The Royal Observatory Greenwich has warned that AI tools that instantly answer questions and complex problems could make humans less intelligent.
The historic scientific institution said the rise of AI systems capable of instantly answering questions and solving complex problems risks reducing people’s willingness to question, evaluate and explore information themselves.
Paddy Rodgers, director of the Royal Museums Greenwich group, which oversees the Observatory, said its centuries-long history demonstrated the importance of human curiosity and independent thinking.
He said: “A reliance solely on instant answers risks losing the habits of questioning and evaluation that underpin knowledge, expertise and innovation.”
Rodgers made the comments as the Royal Observatory undergoes a transformation project called First Light.
The initiative aims to modernise the institution while celebrating more than 350 years of astronomical research and scientific discovery.
Rodgers told the BBC: “The project hopes to ‘seize on the passion of all the astronomers over the last 350 years, and interpret that passion through science’.”
He acknowledged that technological innovation has always played a major role in scientific breakthroughs.
However, he argued that discoveries would not have happened without humans actively pursuing questions and exploring unexpected findings.
According to Rodgers, early astronomers “built a huge amount of data about the heavens which would subsequently be used for things that they had never thought about”.
Their work often involved tasks “a machine would not do”.
“The human beings did, and it ended up being a huge resource that could be used 150 years after they had written it up to help to verify ideas that people were having about what else impacted navigation on Earth.”
The warning comes as AI tools rapidly become integrated into everyday life, education and scientific research.
In 2024, computer scientist Demis Hassabis shared the Nobel Prize for Chemistry for work involving proteins, often described as the building blocks of life.
Sir Demis, chief executive of DeepMind, used AI to predict the structures of almost all known proteins through a tool called AlphaFold2.
Meanwhile, LinkedIn co-founder Reid Hoffman has described AI as a “transformation” of “cognitive excellence”.
Academics and students have also highlighted the benefits from AI-assisted learning and research.
A lecturer at Oxford Brookes University told the BBC in 2025 that “when used responsibly, AI tools enable students to direct their attention to the more important parts of learning and improve their self-development”.
However, they warned that students who simply “outsource their thinking” to AI would expose the technology’s limitations.

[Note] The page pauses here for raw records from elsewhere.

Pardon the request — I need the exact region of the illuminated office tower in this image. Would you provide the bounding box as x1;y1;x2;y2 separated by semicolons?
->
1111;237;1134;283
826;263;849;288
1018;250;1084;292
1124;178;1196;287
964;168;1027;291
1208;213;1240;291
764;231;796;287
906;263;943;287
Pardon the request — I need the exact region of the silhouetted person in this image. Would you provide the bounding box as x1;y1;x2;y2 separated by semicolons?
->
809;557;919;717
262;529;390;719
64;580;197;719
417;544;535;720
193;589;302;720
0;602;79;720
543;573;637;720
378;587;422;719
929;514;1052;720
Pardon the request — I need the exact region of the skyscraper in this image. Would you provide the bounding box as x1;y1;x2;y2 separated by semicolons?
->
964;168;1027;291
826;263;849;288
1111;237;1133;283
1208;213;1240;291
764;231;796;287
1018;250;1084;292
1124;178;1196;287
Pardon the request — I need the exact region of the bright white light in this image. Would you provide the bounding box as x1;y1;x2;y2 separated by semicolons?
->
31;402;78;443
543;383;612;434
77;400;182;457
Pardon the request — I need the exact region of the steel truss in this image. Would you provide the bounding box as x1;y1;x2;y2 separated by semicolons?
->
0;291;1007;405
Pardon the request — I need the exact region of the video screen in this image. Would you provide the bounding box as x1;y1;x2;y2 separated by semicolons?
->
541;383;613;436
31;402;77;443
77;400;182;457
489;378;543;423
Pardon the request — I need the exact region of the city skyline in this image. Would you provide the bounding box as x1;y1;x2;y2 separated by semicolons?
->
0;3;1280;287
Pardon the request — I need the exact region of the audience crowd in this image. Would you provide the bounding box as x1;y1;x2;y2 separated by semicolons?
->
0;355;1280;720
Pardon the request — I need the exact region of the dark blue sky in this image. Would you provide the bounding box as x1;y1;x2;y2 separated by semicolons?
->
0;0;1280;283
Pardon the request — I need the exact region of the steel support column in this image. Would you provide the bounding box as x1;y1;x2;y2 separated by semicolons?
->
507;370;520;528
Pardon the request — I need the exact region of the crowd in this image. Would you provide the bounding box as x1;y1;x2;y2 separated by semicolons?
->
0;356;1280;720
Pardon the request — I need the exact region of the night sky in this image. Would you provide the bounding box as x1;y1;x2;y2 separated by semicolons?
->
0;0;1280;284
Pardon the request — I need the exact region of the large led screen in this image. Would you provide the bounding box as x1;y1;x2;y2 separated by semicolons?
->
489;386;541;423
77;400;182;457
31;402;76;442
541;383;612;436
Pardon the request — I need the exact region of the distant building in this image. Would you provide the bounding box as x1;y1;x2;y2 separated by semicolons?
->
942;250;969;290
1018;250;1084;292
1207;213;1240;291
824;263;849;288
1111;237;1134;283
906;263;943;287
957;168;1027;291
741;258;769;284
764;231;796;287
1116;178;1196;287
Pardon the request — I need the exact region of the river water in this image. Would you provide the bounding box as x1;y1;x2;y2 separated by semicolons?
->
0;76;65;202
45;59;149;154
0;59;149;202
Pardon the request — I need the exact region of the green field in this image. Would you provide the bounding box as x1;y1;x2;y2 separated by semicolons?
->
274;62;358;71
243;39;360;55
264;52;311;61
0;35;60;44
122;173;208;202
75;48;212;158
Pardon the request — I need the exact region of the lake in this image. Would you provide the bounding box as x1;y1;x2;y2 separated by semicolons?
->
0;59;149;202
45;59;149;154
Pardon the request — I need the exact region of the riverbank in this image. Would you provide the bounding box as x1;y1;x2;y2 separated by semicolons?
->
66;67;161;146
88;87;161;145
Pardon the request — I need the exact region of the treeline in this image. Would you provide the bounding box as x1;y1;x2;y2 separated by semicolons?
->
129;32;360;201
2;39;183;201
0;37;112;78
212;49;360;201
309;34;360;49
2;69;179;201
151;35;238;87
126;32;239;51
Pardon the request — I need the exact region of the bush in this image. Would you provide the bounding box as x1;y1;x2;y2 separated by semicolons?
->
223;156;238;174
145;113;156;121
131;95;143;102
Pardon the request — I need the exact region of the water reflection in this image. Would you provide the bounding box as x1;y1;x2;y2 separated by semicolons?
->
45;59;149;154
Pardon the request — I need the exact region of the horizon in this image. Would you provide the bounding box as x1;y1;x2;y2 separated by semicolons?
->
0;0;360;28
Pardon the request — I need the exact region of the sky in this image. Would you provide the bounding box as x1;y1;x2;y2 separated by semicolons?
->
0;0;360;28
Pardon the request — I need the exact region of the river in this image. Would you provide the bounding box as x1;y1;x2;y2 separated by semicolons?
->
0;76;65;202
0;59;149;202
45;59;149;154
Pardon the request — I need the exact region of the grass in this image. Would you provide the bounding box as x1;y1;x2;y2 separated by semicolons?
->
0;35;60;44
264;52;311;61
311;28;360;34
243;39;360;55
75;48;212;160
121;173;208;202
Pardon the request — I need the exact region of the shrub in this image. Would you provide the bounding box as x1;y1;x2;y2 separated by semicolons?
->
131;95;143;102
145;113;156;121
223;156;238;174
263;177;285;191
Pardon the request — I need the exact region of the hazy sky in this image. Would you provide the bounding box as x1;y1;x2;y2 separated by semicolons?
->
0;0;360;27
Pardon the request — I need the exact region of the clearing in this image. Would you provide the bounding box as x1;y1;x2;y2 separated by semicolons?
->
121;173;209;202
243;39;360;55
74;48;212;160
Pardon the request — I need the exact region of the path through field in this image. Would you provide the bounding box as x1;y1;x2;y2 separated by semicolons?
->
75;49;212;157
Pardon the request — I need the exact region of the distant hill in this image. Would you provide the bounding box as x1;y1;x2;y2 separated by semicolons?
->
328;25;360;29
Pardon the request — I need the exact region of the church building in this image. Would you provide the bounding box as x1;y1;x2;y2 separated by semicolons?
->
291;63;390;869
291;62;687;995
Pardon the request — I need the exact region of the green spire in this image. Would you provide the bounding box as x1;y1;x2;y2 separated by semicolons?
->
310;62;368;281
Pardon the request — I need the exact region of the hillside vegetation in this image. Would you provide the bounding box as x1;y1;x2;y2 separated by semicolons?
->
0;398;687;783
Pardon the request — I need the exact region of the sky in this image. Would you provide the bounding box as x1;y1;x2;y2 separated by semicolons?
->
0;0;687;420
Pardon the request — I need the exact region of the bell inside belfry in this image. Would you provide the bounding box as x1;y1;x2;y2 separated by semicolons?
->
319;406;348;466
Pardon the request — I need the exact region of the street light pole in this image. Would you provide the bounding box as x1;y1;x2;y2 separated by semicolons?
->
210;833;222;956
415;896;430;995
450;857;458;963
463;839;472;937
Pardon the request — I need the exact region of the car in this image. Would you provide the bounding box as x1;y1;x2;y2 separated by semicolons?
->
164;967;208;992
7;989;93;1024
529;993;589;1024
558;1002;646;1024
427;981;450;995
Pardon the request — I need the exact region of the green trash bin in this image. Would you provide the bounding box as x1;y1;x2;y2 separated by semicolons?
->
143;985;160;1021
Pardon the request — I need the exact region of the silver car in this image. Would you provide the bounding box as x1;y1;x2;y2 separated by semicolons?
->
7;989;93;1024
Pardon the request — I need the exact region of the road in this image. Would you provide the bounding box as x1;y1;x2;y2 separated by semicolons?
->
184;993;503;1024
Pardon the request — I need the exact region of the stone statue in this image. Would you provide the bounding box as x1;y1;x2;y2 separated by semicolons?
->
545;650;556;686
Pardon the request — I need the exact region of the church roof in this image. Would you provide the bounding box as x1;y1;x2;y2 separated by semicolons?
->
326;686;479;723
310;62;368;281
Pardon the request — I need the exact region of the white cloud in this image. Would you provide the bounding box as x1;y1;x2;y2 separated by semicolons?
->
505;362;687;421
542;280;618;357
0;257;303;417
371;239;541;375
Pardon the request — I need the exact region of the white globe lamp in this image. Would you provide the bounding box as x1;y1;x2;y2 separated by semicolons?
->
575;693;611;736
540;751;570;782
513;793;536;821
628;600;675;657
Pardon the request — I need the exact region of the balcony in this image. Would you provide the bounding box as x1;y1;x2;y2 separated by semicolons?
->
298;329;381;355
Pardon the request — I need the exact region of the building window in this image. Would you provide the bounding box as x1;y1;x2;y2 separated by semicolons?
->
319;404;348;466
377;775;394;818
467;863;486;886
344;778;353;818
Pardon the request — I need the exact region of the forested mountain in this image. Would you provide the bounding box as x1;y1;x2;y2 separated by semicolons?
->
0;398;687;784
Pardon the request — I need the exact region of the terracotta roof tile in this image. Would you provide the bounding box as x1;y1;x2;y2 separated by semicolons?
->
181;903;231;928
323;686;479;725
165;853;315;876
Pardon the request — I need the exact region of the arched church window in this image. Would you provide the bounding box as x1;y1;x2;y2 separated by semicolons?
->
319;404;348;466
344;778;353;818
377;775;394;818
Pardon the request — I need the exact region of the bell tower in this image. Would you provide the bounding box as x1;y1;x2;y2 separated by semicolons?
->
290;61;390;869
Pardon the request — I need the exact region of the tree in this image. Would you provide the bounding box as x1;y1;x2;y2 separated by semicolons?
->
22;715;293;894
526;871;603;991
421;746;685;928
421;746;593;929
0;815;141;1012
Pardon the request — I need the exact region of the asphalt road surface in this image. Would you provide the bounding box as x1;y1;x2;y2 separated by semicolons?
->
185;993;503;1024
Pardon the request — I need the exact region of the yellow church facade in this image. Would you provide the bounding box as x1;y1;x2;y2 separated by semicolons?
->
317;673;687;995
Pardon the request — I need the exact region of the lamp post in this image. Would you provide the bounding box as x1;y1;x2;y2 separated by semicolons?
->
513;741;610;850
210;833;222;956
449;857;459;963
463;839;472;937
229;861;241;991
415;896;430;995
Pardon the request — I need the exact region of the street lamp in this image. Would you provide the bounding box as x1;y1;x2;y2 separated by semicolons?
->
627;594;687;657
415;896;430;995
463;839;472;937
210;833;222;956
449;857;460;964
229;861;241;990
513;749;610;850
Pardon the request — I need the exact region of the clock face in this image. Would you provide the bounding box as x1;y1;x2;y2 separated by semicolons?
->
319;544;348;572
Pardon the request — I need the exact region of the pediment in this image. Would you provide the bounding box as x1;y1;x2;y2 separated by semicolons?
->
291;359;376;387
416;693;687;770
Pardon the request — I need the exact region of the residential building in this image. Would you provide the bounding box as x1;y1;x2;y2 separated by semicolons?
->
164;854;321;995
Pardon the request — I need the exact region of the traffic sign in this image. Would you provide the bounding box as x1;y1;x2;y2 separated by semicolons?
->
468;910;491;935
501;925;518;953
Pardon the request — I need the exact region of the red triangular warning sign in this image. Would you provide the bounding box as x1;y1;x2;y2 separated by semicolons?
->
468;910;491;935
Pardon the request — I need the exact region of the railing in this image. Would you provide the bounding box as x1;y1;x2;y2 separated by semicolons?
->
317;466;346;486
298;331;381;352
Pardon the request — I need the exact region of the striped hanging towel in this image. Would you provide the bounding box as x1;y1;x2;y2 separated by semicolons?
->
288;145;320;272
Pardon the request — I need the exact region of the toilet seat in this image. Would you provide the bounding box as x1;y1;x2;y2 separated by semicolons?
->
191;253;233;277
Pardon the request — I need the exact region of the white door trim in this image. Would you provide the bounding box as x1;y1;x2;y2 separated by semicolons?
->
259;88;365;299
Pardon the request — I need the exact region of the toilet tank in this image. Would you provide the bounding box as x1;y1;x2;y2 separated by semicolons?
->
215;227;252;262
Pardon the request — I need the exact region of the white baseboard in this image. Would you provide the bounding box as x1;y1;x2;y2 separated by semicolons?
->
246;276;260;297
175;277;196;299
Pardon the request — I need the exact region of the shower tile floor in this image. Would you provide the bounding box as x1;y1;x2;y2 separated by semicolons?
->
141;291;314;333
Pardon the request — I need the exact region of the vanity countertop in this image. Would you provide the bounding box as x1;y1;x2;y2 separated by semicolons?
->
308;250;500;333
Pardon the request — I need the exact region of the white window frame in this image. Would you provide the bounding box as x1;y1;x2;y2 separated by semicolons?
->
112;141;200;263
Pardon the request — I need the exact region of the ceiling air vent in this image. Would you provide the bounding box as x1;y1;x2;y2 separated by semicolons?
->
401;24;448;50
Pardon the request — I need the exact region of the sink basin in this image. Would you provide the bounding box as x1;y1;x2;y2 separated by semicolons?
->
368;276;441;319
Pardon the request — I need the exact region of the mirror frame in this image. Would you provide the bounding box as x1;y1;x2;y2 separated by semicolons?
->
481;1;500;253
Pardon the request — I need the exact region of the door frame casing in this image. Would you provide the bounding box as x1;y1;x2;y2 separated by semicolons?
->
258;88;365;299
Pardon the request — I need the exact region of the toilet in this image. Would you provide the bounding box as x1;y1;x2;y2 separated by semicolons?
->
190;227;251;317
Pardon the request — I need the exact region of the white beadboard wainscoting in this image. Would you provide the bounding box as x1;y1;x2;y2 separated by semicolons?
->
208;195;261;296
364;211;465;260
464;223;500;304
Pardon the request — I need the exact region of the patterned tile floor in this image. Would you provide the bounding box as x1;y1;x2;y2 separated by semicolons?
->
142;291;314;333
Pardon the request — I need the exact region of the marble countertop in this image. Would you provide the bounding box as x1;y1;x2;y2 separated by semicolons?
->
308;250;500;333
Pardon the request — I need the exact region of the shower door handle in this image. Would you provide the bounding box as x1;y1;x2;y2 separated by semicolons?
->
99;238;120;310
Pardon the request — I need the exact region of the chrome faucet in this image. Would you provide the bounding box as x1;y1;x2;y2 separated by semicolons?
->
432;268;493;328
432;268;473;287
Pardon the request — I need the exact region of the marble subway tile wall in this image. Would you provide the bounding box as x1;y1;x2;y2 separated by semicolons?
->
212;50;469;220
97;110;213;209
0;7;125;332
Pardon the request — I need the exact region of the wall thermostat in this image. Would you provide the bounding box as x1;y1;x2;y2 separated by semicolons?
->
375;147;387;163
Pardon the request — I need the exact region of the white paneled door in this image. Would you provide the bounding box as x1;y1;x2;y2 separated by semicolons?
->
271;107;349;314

Generative AI products capable of producing text, images, video and audio responses continue to evolve rapidly.
Chatbots have expanded beyond simple digital assistants into conversational companions, while image-generation systems have become increasingly capable of creating photorealistic content.
Rodgers also warned that AI-generated answers can distance users from original and verifiable sources of information.
He said earlier internet tools such as Wikipedia still allowed users to trace information back to primary sources and judge whether it was reliable.
He added: “With previous online tools such as Wikipedia, ‘if you were interested in something you could perhaps go back to a fundamental source and check it… and see whether or not you found something that was reliable’.”
Such source material can disappear in AI-generated summaries, he added, meaning “you’re getting more and more distanced from relatable or checkable information”.
The concerns come as AI-generated summaries increasingly replace traditional search results online.
AI Overviews now appear at the top of many Google searches, while similar AI-driven information tools are being tested across social media platforms including TikTok and X.